Source:
https://scmp.com/article/975895/rise-planet-apes

Rise of the Planet of the Apes

Starring: James Franco, Andy Serkis, Freida Pinto
Director: Rupert Wyatt
Category: IIA

In the original Planet of the Apes, the chimpanzee intellectuals pronounced human civilisation stupid because it destroyed itself with an atomic bomb. The chimps might have come to the same conclusion if they'd watched this prequel to their own story.

Rise of the Planet of the Apes is plodding, poorly scripted and lacking in wit. The finale, which features a horde of leaping apes escaping the city for the forest, is the only part that lifts the movie out of the doldrums.
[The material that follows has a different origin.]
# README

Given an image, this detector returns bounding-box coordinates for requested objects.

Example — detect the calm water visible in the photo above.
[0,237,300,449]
It is enlightening to compare this instalment in the series with the enjoyable Planet of the Apes (1968) and its serviceable sequel Beneath the Planet of the Apes (1970). Those films were produced as popular entertainment. Their comments about nuclear warheads, mankind's penchant for destruction and self-destruction and racism are pat and obvious. But by the standards of this movie, they are intellectual masterpieces - simply because they bother to comment on anything at all.

There are no such comments in the new film. In fact, there is little of anything at all. The acting is one- dimensional, the sets are grey and boring, and the scriptwriters have not even added witty one-liners to alleviate the boredom. Even the apes suffer from character stereotyping - and they are just CGI creations.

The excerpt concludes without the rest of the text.